By Dr. Anton Verwey
Over the past few months I have had the privilege of working with a small family owned business on what is effectively a business rescue and turnaround journey. Over and above the more “technical” aspects that need to be addressed, such as standardisation of business processes, introduction of fit-for-purpose technologies, clarity and focus on market and customer segmentation, we also focused on aspects such as leadership and culture. Specifically, we asked (and tried to answer) the questions about the type of leadership and culture that will be required for the business to become and remain sustainably competitive.
There is no doubt that in large part the current crisis they find themselves in is a function of the failure of leadership. While much of the conversations focused on the need for an individual to “step up” to own and lead the change required, it was also necessary to go through the very painful process of removing some of the existing leadership. As much therefore as we talk about “walk the talk” and “leading from the front”, I suppose it is equally important to understand the risks associated with leading from the front. I can think of at least the following:
- The leader may move so far ahead that she / he loses connection with the rest of the organisation;
- Some people in the organisation may simply not have the capability to change at the rate required; or
- The leader may move so slowly that they become a hindrance to the rest of the organisation.
At an individual level, of course, this requires real insight and mindfulness, as well as the courage to take the actions required. Seen from another perspective, it may be very useful to think of leadership as a community of leadership, rather than the individual leader per se.

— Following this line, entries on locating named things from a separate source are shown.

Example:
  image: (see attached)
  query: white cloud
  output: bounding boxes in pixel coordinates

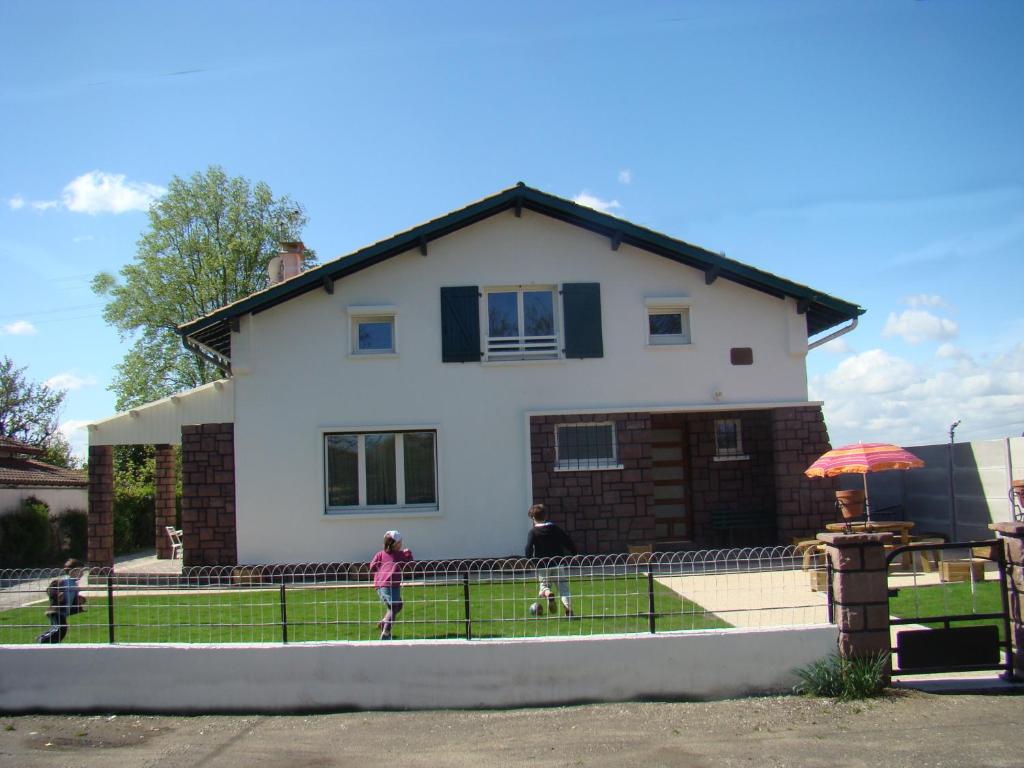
[63,171,167,215]
[810,343,1024,445]
[0,321,39,336]
[45,371,96,390]
[882,309,959,344]
[572,189,622,213]
[904,293,949,309]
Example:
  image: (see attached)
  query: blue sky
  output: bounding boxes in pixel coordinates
[0,0,1024,451]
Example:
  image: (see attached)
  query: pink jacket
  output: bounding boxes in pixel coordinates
[370,549,413,587]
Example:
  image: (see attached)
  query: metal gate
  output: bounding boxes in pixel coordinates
[886,539,1014,679]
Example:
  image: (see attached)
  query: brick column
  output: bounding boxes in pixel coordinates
[818,534,892,683]
[86,445,114,568]
[771,406,839,543]
[154,445,177,560]
[988,522,1024,678]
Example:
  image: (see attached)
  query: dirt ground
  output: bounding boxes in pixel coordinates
[0,691,1024,768]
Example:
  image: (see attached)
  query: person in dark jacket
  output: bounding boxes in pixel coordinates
[526,504,577,617]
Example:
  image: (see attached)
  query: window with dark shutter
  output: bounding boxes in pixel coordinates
[562,283,604,358]
[441,286,480,362]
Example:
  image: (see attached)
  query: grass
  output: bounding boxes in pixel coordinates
[0,575,730,644]
[889,581,1006,640]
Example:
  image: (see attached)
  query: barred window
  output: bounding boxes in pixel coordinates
[555,422,622,470]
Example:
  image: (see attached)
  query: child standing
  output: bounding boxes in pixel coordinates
[370,530,413,640]
[36,558,85,645]
[526,504,577,618]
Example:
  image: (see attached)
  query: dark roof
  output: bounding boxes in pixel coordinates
[177,182,864,360]
[0,458,89,488]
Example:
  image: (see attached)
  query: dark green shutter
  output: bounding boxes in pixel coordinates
[441,286,480,362]
[562,283,604,357]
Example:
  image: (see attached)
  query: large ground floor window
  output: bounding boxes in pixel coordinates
[324,430,437,512]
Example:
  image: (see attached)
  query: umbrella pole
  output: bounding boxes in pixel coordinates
[862,472,871,522]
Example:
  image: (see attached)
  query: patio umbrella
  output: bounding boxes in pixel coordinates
[804,442,925,520]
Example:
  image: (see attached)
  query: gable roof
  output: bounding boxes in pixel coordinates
[177,181,864,370]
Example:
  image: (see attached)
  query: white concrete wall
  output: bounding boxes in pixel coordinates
[0,488,89,515]
[0,626,837,713]
[232,211,807,562]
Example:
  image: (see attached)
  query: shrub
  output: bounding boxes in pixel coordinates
[0,497,53,568]
[793,651,889,700]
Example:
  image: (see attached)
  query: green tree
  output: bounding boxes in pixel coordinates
[92,166,315,411]
[0,355,75,467]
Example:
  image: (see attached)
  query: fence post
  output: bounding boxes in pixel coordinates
[988,522,1024,679]
[647,570,654,635]
[281,573,288,644]
[818,534,892,683]
[462,568,473,640]
[106,581,114,645]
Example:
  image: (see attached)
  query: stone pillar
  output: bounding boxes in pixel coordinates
[818,534,892,684]
[154,445,177,560]
[86,445,114,568]
[771,406,839,544]
[988,522,1024,678]
[181,423,239,565]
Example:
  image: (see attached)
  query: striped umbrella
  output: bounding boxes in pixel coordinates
[804,442,925,520]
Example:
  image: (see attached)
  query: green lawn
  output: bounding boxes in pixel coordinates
[0,575,730,643]
[889,581,1004,639]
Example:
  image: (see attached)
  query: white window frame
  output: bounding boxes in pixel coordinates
[348,304,398,359]
[715,419,751,462]
[643,296,693,349]
[321,425,441,515]
[555,421,623,472]
[480,284,563,362]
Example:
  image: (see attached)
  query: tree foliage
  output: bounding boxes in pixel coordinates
[92,166,314,411]
[0,355,75,467]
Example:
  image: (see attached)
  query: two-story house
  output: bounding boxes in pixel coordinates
[89,184,863,563]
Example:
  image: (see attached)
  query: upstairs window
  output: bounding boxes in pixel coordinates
[482,286,559,360]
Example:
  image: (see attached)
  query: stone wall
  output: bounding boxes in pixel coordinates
[771,406,839,544]
[181,423,239,565]
[86,445,114,567]
[522,413,654,554]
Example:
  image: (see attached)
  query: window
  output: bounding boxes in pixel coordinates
[646,297,690,346]
[348,306,397,356]
[482,286,558,360]
[324,430,437,511]
[715,419,749,461]
[555,422,623,471]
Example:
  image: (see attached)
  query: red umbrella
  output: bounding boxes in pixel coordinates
[804,442,925,520]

For some reason, this train of thought made me reflect on a visit my wife and I made to a sheep farm in Wales a few years ago. If we assume the following:
- The person guiding the pack of dogs with his whistles is the client;
- The sheep are all the things we do to meet the client requirement;
- The pen is the end state the client wants from us (except of course that it rarely remains fixed!); then
- The dogs must be the community of leaders at all levels guiding our activities towards the client objective.

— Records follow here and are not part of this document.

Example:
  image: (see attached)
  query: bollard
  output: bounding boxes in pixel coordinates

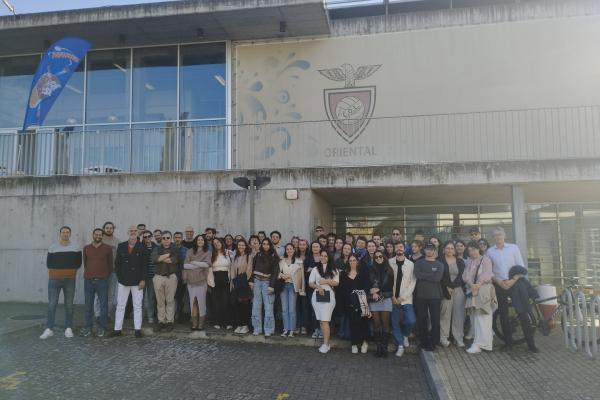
[575,291,592,357]
[590,295,600,357]
[561,290,577,351]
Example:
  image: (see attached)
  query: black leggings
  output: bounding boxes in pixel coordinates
[348,310,369,346]
[372,311,391,334]
[212,271,231,326]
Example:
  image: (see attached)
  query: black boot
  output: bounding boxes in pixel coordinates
[381,332,390,357]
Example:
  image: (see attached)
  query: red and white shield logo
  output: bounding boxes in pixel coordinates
[323,86,376,144]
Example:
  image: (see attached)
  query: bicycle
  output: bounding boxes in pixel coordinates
[492,277,600,345]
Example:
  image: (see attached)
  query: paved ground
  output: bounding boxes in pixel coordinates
[433,330,600,400]
[0,304,430,400]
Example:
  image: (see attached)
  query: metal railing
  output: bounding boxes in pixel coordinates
[0,106,600,176]
[0,125,228,176]
[560,290,600,358]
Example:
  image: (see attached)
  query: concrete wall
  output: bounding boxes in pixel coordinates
[232,2,600,168]
[0,173,323,303]
[0,160,600,302]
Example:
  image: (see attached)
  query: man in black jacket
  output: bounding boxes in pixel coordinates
[112,225,148,338]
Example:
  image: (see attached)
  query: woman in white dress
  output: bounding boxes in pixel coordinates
[308,250,340,353]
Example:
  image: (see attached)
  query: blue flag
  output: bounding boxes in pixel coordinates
[23,38,90,130]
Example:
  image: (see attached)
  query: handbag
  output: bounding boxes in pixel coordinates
[315,290,331,303]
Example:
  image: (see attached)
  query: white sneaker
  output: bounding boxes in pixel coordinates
[467,345,481,354]
[360,340,369,354]
[319,343,331,354]
[396,346,404,357]
[40,328,54,339]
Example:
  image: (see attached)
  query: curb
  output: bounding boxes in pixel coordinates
[419,351,453,400]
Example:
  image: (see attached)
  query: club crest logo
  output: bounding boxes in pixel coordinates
[319,64,381,144]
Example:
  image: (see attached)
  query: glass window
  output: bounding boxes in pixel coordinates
[86,49,130,124]
[43,62,85,127]
[179,43,227,120]
[179,119,227,171]
[131,122,177,172]
[0,56,40,129]
[83,125,130,175]
[133,46,177,122]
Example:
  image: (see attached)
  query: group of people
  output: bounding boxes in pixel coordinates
[40,222,539,357]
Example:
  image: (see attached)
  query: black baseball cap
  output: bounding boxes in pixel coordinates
[425,242,435,250]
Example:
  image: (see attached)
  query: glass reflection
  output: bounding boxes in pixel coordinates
[86,49,130,124]
[0,55,40,129]
[133,46,177,122]
[179,43,227,120]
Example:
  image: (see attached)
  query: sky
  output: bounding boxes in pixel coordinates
[0,0,177,16]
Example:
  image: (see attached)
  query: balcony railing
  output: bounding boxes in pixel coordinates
[0,106,600,176]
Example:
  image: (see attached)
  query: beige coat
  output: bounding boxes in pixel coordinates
[389,257,417,305]
[466,283,498,314]
[279,260,306,296]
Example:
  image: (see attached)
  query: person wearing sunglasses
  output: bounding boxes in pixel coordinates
[152,231,179,332]
[368,250,394,357]
[142,230,158,325]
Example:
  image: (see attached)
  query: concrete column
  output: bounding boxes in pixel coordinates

What quickly becomes clear when looking at the dogs (the leadership community) is that they are all very clear on the objective. Each one understands (and executes) their role. What may be less obvious, is that there is one dog constantly running behind the others as “cover”. In factories, people who are able to stand in on short notice for anybody else somewhere on the production line are referred to as “butterflies”, and this dog behaves in a very similar fashion,
The issue is therefore not one of the leader “leading from the front” but one of guiding and supporting leaders at all levels to remain focused on their contribution to the end goal. Never run too far ahead (you will create gaps) and never come in the way of the other dogs (leaders).
In all of this, as a community of leaders, we need to be focused on the client objective, and to ensure that all of our actions (the sheep) are focused on the end state. In the final analysis, this is what matters most – did we as a community of leaders add value to the client system. Leadership can NEVER be about ourselves.